Jakarta, Aktual.com – Kalangan pengembang berharap terjadinya pelonggaran kebijakan uang muka kredit properti atau laon to value (LTV) dari Bank Indonesia (BI). Hal ini penting dilakukan agar pasar properti kembali menggeliat.
Namun sayangnya, BI sendiri malah menaikan suku bunga acuannya BI 7 Day Reverse Repo Rate menjadi 4,75 dari sebelumnya 4,5 pada Rabu (30/5) lalu. Tentu saja hal itu membuat harga properti kian mahal.
Menyikapi hal itu, Sekretaris Perusahaan PT Intiland Development Tbk (DILD) Theresia Rustandi menyebutkan kalau kebijakan ponggaran LTV itu akan sangat diharapkan oleh para pengembang.
“Karena itu (pelonggaran LTV) akan bisa membuka pasar lebih luas di tengah pasar properti yang masih lesu ini,” ungkap dia kepada wartawan di Jakarta, xitulis Jumat (1/6).
Sejauh ini, menurut dia, demand pasar properti itu tidak bergerak. Makanya bagi Intiland ketika mau menerbitkan satu produk pihaknya bakal melakukan test pasar terlebih dahulu. Seperti untuk produk apartemen, pihaknya akan membangun jika sudah 60 persen terjual.
“Makanya kami berharap LTV-nya bisa diperlonggar. Mestinya dari berita Pak Perry (Perry Warjiyo-Gubernur BI) akan support industri properti supaya bisa lebih bernafas lagi. Itu sih harapannya,” jelas Theresia.
Sementara terkait suku bunga kredit properti seiring dengan kenaikan suku bunga acuan BI itu, Theresia yakin kenaikannya tidak serta merta berdampak langsung terhadap bunga kredit properti.
Biasanya, pihak bank akan mengevaluasi kebijakan ini dan pengaruhnya bisa terjadi dalam dua hingga tiga bulan berikutnya.
Namun begitu, pengembang berharap perbankan tidak segera menaikkan suku bunga kredit pemilikan rumah (KPR) maupun kredit konstruksi.

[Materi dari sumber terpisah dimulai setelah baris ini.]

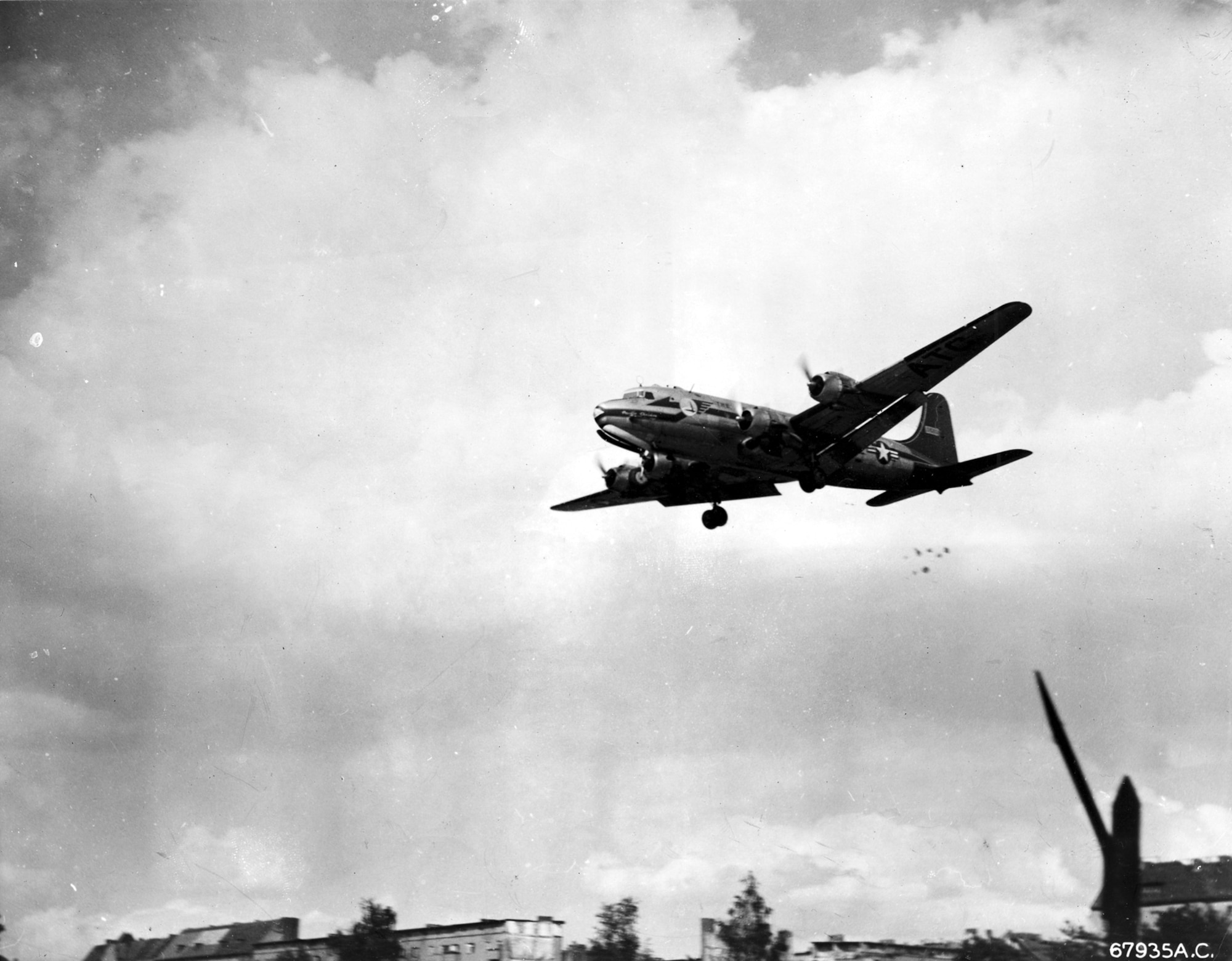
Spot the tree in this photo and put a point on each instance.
(617, 937)
(373, 937)
(747, 931)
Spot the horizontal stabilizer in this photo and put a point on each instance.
(893, 497)
(943, 479)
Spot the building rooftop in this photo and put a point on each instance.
(1166, 884)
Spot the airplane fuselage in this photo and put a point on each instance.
(693, 428)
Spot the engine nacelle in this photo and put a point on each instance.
(625, 477)
(826, 389)
(755, 423)
(656, 465)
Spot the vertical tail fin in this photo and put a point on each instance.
(934, 437)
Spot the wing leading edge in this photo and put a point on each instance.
(917, 373)
(677, 495)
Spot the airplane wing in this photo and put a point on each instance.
(915, 374)
(675, 493)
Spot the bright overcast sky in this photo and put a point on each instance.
(306, 309)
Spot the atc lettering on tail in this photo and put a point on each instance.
(698, 449)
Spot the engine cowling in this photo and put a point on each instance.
(656, 465)
(625, 477)
(826, 389)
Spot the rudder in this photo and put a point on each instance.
(934, 437)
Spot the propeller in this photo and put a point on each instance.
(816, 381)
(608, 474)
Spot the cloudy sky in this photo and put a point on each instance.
(305, 311)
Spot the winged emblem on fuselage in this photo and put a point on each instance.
(698, 449)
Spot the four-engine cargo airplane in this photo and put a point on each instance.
(699, 449)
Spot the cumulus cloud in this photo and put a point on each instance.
(312, 370)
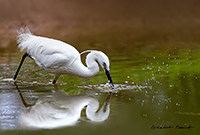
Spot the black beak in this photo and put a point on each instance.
(108, 75)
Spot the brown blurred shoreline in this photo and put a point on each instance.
(132, 22)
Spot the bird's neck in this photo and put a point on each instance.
(90, 70)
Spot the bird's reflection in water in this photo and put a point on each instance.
(57, 109)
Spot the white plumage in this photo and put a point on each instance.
(59, 57)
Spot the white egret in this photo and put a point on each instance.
(57, 109)
(60, 58)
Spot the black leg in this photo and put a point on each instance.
(21, 96)
(22, 60)
(56, 78)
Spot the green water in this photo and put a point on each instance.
(157, 92)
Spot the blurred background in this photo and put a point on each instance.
(94, 24)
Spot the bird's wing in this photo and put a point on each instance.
(48, 53)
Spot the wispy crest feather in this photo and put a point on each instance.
(23, 35)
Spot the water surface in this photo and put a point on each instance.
(155, 93)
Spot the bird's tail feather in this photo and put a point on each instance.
(23, 35)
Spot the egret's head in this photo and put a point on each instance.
(105, 63)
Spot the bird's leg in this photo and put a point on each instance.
(21, 96)
(107, 102)
(22, 60)
(56, 78)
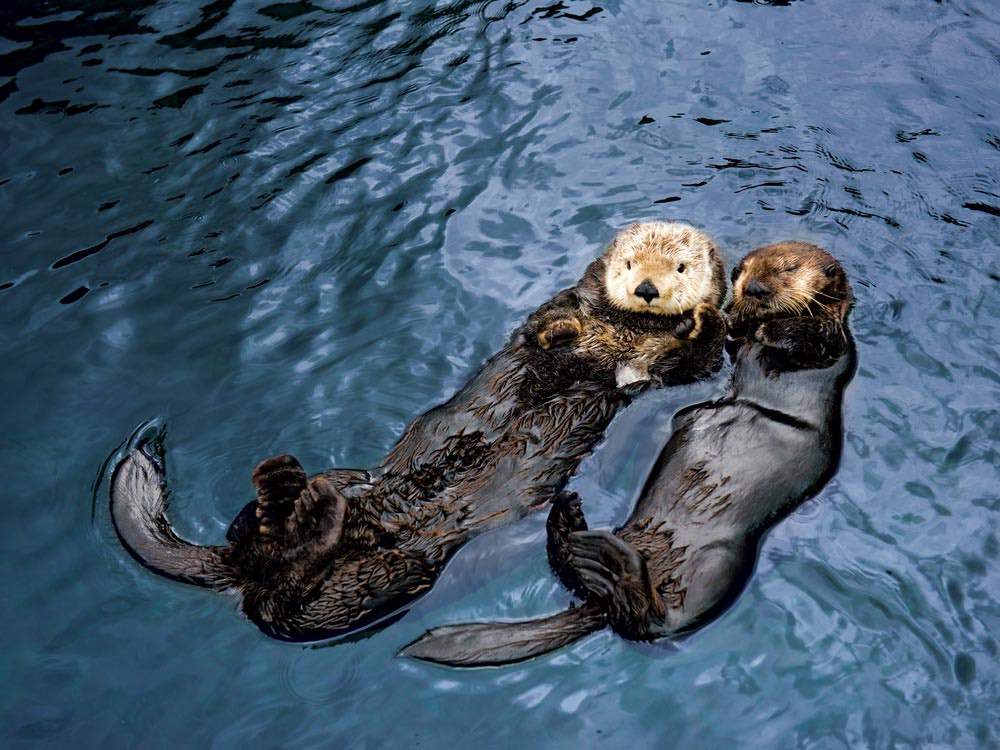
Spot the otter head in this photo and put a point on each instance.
(664, 268)
(788, 279)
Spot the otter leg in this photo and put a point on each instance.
(279, 482)
(565, 517)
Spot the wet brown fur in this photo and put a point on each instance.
(731, 469)
(323, 556)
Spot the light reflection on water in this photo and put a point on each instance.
(292, 227)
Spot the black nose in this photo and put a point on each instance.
(755, 289)
(647, 291)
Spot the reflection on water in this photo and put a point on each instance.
(293, 226)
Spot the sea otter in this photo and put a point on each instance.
(731, 470)
(322, 557)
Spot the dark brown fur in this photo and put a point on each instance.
(320, 557)
(731, 470)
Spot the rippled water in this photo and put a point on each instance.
(292, 227)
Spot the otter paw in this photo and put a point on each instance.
(604, 562)
(683, 329)
(770, 334)
(558, 332)
(279, 482)
(702, 311)
(566, 515)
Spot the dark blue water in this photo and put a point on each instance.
(292, 227)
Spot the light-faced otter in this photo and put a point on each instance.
(322, 557)
(731, 470)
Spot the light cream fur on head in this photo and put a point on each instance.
(675, 258)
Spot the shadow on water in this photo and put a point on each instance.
(292, 226)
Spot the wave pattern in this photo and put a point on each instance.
(292, 226)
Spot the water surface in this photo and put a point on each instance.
(294, 226)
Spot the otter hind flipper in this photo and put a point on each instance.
(565, 518)
(139, 502)
(493, 644)
(244, 525)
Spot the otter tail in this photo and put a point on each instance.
(139, 512)
(491, 644)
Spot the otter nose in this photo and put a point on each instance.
(647, 290)
(756, 289)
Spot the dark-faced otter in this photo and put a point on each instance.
(322, 557)
(731, 470)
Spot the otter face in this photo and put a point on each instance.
(664, 268)
(790, 278)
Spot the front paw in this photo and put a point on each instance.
(691, 328)
(559, 332)
(770, 334)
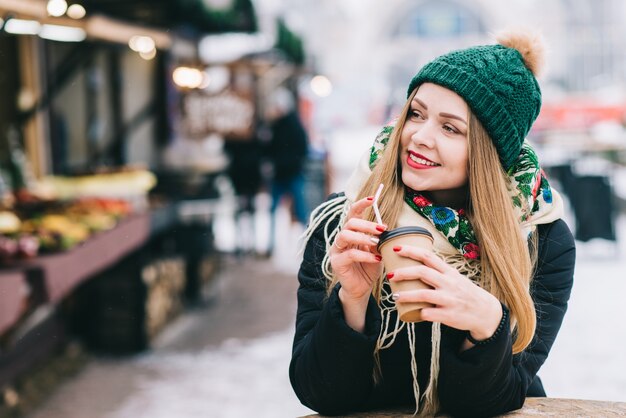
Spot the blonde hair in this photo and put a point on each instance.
(506, 261)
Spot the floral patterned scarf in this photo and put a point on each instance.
(531, 196)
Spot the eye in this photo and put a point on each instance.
(451, 129)
(415, 114)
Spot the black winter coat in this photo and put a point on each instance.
(332, 365)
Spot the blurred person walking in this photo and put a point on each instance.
(287, 149)
(246, 176)
(457, 164)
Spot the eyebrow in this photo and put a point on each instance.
(451, 116)
(443, 114)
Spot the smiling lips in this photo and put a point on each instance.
(420, 162)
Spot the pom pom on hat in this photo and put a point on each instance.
(529, 44)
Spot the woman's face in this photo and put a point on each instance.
(433, 151)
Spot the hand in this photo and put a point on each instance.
(459, 303)
(353, 256)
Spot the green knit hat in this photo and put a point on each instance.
(498, 83)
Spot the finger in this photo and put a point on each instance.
(348, 238)
(431, 296)
(427, 257)
(355, 255)
(426, 274)
(361, 225)
(436, 314)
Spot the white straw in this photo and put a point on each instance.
(376, 196)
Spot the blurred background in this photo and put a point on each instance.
(159, 159)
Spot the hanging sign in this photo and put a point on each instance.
(229, 114)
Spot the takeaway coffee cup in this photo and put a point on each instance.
(407, 235)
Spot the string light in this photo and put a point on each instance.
(76, 11)
(56, 8)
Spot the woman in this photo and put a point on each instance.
(502, 266)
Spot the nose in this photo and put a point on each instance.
(425, 134)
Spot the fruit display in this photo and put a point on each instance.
(125, 184)
(56, 226)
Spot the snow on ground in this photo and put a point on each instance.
(235, 380)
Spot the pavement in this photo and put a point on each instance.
(230, 358)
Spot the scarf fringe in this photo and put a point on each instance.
(337, 209)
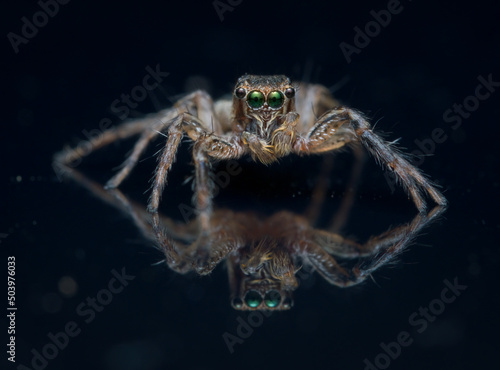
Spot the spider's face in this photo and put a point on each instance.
(261, 292)
(267, 281)
(263, 99)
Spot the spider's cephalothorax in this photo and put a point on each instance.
(265, 279)
(263, 109)
(260, 102)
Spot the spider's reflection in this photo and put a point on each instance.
(263, 254)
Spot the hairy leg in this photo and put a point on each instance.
(381, 250)
(341, 126)
(198, 104)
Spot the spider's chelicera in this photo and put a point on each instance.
(267, 118)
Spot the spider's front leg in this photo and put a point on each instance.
(198, 103)
(341, 125)
(206, 145)
(380, 250)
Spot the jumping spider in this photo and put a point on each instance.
(263, 255)
(267, 118)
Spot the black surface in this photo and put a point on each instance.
(65, 79)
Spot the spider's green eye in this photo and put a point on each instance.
(272, 298)
(253, 299)
(275, 99)
(255, 99)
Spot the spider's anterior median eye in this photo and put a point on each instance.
(253, 299)
(275, 99)
(272, 298)
(290, 92)
(240, 93)
(255, 99)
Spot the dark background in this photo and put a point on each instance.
(64, 80)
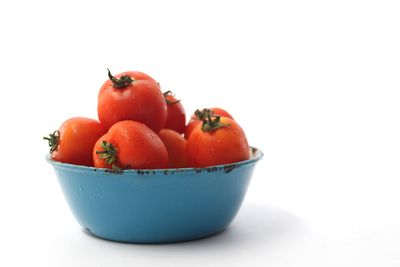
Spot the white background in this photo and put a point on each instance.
(315, 85)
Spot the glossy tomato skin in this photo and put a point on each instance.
(221, 146)
(141, 101)
(194, 120)
(137, 146)
(176, 146)
(77, 137)
(176, 118)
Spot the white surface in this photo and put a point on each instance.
(315, 84)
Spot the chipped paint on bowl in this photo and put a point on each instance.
(155, 206)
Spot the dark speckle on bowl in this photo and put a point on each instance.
(87, 230)
(229, 168)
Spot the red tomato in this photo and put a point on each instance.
(130, 145)
(73, 142)
(199, 115)
(176, 147)
(176, 118)
(218, 140)
(132, 96)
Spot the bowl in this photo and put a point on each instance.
(155, 206)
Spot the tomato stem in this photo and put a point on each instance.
(109, 154)
(201, 114)
(120, 83)
(54, 140)
(212, 122)
(169, 102)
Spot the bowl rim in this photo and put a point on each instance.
(255, 155)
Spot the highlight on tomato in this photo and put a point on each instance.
(130, 145)
(215, 141)
(176, 147)
(73, 142)
(134, 96)
(176, 117)
(199, 115)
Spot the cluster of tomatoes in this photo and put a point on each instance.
(140, 127)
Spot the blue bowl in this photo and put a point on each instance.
(155, 206)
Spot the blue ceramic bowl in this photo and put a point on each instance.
(155, 206)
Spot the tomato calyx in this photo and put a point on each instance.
(120, 83)
(54, 140)
(169, 102)
(212, 123)
(109, 154)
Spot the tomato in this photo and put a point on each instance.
(198, 116)
(218, 140)
(132, 96)
(176, 147)
(176, 118)
(130, 145)
(73, 142)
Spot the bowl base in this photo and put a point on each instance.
(149, 242)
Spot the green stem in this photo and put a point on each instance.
(110, 155)
(53, 140)
(120, 83)
(169, 102)
(212, 123)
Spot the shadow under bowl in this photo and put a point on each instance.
(155, 206)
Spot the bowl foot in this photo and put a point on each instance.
(149, 242)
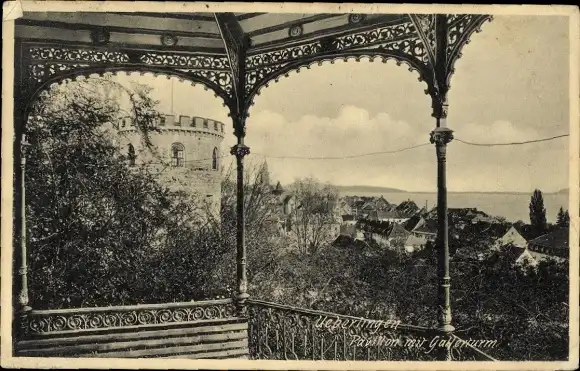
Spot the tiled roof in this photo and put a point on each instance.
(415, 241)
(346, 218)
(428, 226)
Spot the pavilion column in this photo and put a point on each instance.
(441, 136)
(240, 150)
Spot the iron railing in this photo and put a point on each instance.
(280, 332)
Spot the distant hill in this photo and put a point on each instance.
(368, 189)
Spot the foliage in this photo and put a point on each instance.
(563, 219)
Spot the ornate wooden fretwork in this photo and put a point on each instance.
(280, 332)
(42, 322)
(236, 45)
(399, 42)
(459, 31)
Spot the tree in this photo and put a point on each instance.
(563, 219)
(315, 219)
(538, 212)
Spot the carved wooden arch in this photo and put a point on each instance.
(101, 71)
(256, 84)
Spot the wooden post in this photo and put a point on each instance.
(240, 150)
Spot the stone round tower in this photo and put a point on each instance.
(185, 155)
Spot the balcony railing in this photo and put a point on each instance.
(279, 332)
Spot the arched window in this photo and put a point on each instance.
(131, 155)
(214, 163)
(177, 155)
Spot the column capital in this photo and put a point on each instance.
(441, 136)
(240, 150)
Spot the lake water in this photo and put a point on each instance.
(513, 207)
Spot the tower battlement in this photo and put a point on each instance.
(184, 150)
(180, 123)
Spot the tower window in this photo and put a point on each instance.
(131, 155)
(177, 155)
(214, 163)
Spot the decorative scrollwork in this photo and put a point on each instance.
(77, 55)
(460, 29)
(296, 31)
(67, 320)
(426, 23)
(41, 72)
(356, 18)
(456, 28)
(185, 61)
(286, 333)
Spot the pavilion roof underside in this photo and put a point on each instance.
(195, 32)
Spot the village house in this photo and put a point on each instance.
(425, 228)
(414, 243)
(553, 245)
(519, 256)
(393, 216)
(515, 235)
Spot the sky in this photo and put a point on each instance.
(511, 84)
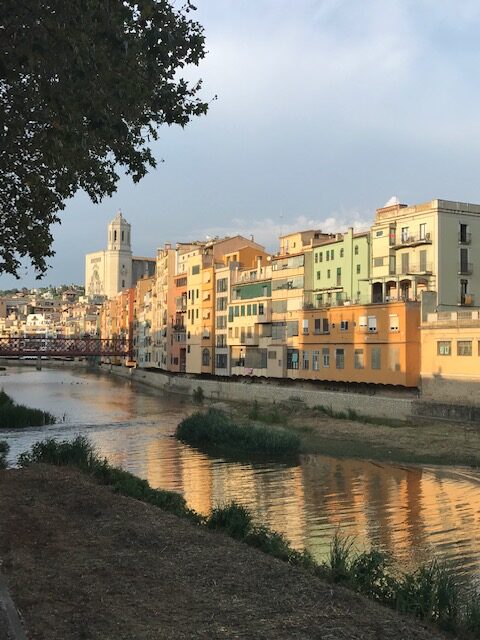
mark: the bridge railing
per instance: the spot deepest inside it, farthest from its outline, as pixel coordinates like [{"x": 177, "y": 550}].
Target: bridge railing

“Makanya kami berharap perbankan bisa arif menyikapi kenaikan ini, karena properti adalah salah satu pendorong pertumbuhan ekonomi dan pengembang saat ini masih berjuang dengan beban yang cukup berat,” hara dia.
Berdasar data BI, harga properti residensial pada kuartal I-2018 meningkat sebesar 1,42%, bila dibandingkan kuartal sebelumnya dan meningkat sebesar 3,5% dibandingkan kuartal yang sama tahun lalu (yoy).
Peningkatan harga properti residensial terutama disebabkan kenaikan harga bahan bangunan (35,07%) dan kenaikan upah pekerja (21,21%).
Kenaikan harga properti terjadi pada semua tipe rumah, terutama pada rumah tipe kecil, dengan kenaikan tertinggi terjadi di Surabaya. Peningkatan harga rumah terutama disebabkan kenaikan harga bahan bangunan dan upah tenaga kerja, sama seperti kuartal sebelumnya.
Sementara, penjualan properti residensial tetap mencatat pertumbuhan positif pada kuartak I-2018. Volume penjualan properti tumbuh 6,85% (qtq) pada kuartal I-2018. Namun, pertumbuhan tersebut jauh lebih rendah dibandingkan dengan pertumbuhan kuartal sebelumnya yang mencapai 26,69% (qtq).